If $x^2 \equiv a \pmod n$ for some $x \in \mathbb Z$, then $x^2 \equiv a \pmod {p_i}$ for all $i$, where $n=p_1^{t_1} \dots p_r^{t_r}$.

I know that if $a \equiv b \pmod {p_1 \dots p_r}$, then $a \equiv b \pmod {p_i}$ for all $i$, if $p_1, \dots, p_r$ are pairwise relative primes.

  • 0
    @Martin: What about like this: Let $n=p_1^{t_1} \dots p_r^{t_r} $. Then $p_i∣n$( $n=p_i \cdot N$) and let $a \equiv b\pmod n$ or $a-b=nk \Rightarrow a-b =p_iK$ <=>$a \equiv b \pmod {p_i}$2011-12-03

2 Answers 2

1

Lemma: $k\mid n$ $\land$ $x\equiv y \pmod n$ $\Rightarrow$ $x\equiv y\pmod k$

Proof. $x\equiv y \pmod n$ is equivalent to $n\mid x-y$. Since $k\mid n$ and $n\mid x-y$, we get that $k\mid x-y$, i.e. $x\equiv y \pmod k$.

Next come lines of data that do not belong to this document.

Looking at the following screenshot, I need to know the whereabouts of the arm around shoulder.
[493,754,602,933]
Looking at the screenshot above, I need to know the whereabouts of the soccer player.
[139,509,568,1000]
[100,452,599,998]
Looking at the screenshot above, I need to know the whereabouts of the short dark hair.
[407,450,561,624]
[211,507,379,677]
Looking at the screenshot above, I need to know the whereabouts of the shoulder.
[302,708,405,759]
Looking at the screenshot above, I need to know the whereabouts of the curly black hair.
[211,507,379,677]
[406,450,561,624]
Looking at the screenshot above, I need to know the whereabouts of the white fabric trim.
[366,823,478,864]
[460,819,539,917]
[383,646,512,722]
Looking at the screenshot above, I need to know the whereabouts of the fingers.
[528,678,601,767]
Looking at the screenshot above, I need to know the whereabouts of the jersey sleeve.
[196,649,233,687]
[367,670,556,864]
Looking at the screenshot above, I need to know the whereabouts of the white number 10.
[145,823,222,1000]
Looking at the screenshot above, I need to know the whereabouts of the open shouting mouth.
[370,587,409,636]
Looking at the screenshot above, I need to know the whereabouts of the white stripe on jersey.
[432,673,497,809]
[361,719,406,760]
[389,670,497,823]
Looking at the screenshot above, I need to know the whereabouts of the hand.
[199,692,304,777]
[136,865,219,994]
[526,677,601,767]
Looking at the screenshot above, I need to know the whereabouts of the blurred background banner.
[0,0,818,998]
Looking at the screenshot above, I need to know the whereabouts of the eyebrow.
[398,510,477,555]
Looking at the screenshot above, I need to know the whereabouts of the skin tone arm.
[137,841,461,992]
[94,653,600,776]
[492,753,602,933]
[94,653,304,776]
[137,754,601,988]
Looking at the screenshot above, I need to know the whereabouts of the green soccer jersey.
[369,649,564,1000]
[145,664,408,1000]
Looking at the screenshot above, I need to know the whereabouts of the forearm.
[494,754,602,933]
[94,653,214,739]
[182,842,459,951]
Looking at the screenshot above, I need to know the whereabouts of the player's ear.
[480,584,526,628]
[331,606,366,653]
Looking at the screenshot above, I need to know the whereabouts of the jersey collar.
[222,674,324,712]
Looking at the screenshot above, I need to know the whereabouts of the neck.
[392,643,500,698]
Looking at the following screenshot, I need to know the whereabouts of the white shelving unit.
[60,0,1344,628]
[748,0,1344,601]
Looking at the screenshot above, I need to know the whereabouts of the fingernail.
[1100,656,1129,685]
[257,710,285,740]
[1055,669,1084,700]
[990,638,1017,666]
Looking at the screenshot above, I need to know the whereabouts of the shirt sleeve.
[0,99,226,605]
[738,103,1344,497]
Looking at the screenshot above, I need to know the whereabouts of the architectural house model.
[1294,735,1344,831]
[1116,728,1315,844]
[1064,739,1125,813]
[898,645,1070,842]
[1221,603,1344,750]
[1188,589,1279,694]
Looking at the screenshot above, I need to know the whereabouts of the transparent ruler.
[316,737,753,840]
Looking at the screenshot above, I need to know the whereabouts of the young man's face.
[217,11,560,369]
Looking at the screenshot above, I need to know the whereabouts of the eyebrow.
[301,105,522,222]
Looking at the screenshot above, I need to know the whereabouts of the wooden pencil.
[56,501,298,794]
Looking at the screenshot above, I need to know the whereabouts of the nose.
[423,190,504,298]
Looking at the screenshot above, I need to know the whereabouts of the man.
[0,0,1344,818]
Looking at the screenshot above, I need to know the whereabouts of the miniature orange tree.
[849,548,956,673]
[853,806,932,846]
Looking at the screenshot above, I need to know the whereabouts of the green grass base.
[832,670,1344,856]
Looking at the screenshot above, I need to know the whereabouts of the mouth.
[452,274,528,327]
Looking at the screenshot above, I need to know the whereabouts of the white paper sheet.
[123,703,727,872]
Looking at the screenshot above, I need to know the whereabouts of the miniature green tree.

If $p$ is some prime from the prime factorization of $n$, then clearly $p\mid n$. So if $x^2 \equiv a \pmod n$ then, using the above lemma, we have $x^2 \equiv a \pmod p$.

2

It's a congruence form of transitivity of divisibility $\rm\:d\:|\:e\:|\:n\ \Rightarrow\ d\:|\:n\:.\:$ In particular

$\rm\qquad\qquad\qquad\qquad c\:d\ |\ a-b\ \ \Rightarrow\ \ d\ |\ a-b\quad $ which, in the language of congruences, is

$\rm\qquad\qquad a\equiv b\pmod{c\:d}\ \ \Rightarrow\ \ a\equiv b\pmod{d}$

E.g. two integers with equal least significant digit are congruent mod $10\ \Rightarrow$ congruent mod $2$, i.e. they have equal parity (odd or even).